Kim Ho-Deuk, Waterfall series, Hakgojae Gallery
The three paintings that constitute Kim Ho-Deuk’s Waterfall series provided a welcome, serene ode to the natural world, and a fantastic contemporary take on traditional East Asian abstract art. Each installment features a white canvas with three black brush strokes that mimic the energy of a waterfall without depicting a cascading body of water in actuality. To create his works, the Korean artist contemplates the essence of his choice subject for anywhere from an entire day to a few months or even a few years. The act of painting takes him only a few minutes.
Kerem Ozan Bayraktar, Some Potentially Uninhabitable Planets series, Sanatorium
Istanbul-based 3D artist Kerem Ozan Bayraktar's solo booth at Sanatorium Gallery took NASA’s recent catalogue of potentially habitable planets with an Earth-like atmosphere and turned the idea on its head. Bayraktar used NASA’s data to create a visual interpretation of these new worlds, commenting on the findings' true subjective nature and how disingenuous it is to apply human-centric modes of thinking to scientific research. The thematic connection of his work for Sanatorium, the artist explained, is the idea of “going somewhere,” or more specifically, “forced migration.”

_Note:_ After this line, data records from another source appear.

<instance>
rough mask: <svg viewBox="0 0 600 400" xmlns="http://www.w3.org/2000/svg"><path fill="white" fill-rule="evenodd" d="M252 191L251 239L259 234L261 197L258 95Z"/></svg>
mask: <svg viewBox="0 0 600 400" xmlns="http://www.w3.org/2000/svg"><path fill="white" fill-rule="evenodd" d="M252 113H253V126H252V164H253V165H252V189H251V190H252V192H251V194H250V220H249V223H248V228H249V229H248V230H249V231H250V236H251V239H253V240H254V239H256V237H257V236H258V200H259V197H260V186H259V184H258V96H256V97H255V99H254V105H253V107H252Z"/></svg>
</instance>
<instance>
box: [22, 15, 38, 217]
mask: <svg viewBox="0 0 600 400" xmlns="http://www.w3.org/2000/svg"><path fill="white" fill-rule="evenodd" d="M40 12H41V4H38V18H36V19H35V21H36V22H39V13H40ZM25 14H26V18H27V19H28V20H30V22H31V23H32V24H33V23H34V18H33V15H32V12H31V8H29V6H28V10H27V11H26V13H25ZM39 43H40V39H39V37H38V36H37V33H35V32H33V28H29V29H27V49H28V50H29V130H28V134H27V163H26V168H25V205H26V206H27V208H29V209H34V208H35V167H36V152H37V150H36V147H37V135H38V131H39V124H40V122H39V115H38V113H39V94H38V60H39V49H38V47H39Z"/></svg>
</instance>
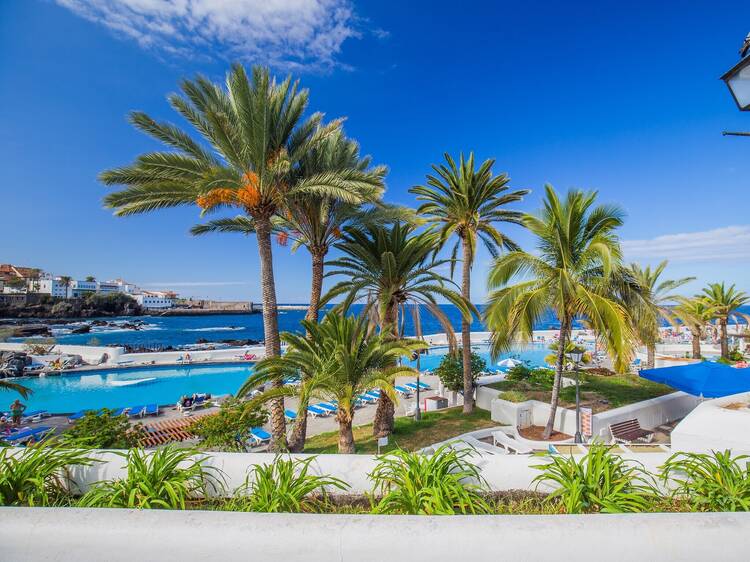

Cathryn Boch, Sans titre, Papillon
For her “untitled” pieces, French artist Cathryn Boch manipulates paper maps with hand sewing, creating sculptural topography. Boch’s work evolves with resonant world events, but the fragility of each piece speaks to the modern world’s tenuous, often ephemeral borders. The addition of texture, as well as new drawn-in pieces, makes for a distinct presentation, and viewers can interpret the story of each map for themselves.